The apartment is spotlessly clean, the pizza remains thrown away, the lights turned off. I sit on the sofa and stare at the coffee table, but can't bring myself to open one of the books sitting there. I can't quiet my mind tonight, and know better than to look while distracted. I glance at the piano sitting across the room, and for a moment almost contemplate playing before shaking off the thought with a bitter laugh. I am restless, jumpy, but not stupid.
My elbows are digging into my knees, hands pulling at my hair in frustration. I want a drink, but I poured all the alcohol in the apartment down the kitchen sink months ago. My hands need something to do, so I go to the kitchen and pour a glass of water. Open the freezer and add some ice. My feet need somewhere to go, so I find myself walking through the rooms, touching things randomly. I adjust already straight frames, move a vase 2 inches to the left, pull a book off a shelf and flip through it as I walk around, only to set it down on an end table a minute later.
My phone beeps twice, and I want to heave the tumbler in my hand through the nearest window. My routine has gone to shit, and I curse Alice as I contemplate the night ahead of me.
For the first time in recent memory, I go to bed without completing my nightly routine. No shower. No staring. No pretty brown eyes laughing into mine. I keep my gaze focused straight ahead as I make my way down the hall. My eyes stay closed as I disrobe and slip into bed; a bed we never shared, that I have only ever slept in alone. In the back of my mind is the thought that perhaps I can avoid the dreams tonight, but the rest of me knows better.
I dream of her; I always do. Tonight there is no beautiful face twisted in pain and shock, tears just starting to form in her horrified eyes as she turns to run. Tonight there is only what came later, and I wake up with a face wet with tears and a throat raw from screaming.
It is 3:49, and I sit on a soft brown leather couch as I avoid the eyes watching me from behind wire-framed glasses. The pleasantries have been seen to, and the first questions have been asked. Questions I'm not sure I want to answer. What point is there in dredging everything back up? I shift uncomfortably on the cushions, and the silence stretches on.
4:09, and I am talking. Halting, softly spoken stories of high school, and biology labs, and pretty pink lips caught between pretty little teeth. Of freesias and strawberries and the most beautiful deep brown eyes the world has ever known.

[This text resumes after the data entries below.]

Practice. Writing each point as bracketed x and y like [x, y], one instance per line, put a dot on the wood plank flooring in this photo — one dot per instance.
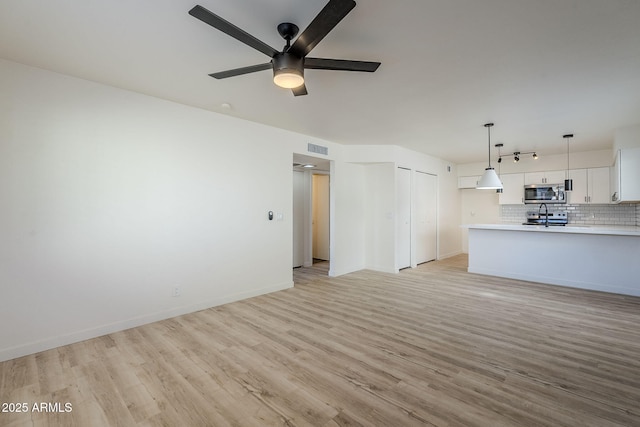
[432, 346]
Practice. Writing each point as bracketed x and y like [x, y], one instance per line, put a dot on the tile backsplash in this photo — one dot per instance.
[622, 214]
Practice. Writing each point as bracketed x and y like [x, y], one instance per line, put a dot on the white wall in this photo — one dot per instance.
[111, 199]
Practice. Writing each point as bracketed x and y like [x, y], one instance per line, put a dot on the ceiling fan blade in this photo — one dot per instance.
[340, 64]
[300, 90]
[321, 25]
[241, 71]
[228, 28]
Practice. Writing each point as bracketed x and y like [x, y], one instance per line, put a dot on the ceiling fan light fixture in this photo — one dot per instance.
[288, 71]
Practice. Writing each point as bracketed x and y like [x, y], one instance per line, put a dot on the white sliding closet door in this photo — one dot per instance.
[298, 218]
[403, 218]
[426, 187]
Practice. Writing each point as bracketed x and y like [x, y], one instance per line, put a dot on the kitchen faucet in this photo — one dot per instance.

8:38, and I am once again sitting on my own couch, staring at the closed books in front of me, wondering if I dare open them after the events of the day. But it has been too long, and I can't keep my hands from folding back the first cover, can't keep my fingers from tracing full lips and arching brows. Can't keep my eyes from drinking in the captured moments of a happy life.
I dream of her; I always do. Beautiful face twisted in pain and shock, tears just starting to form in her horrified eyes as she turns to run. Over and over again, like a tape stuck on repeat. But that's all I dream of, and I wake up surprised and thankful. It was more than I expected.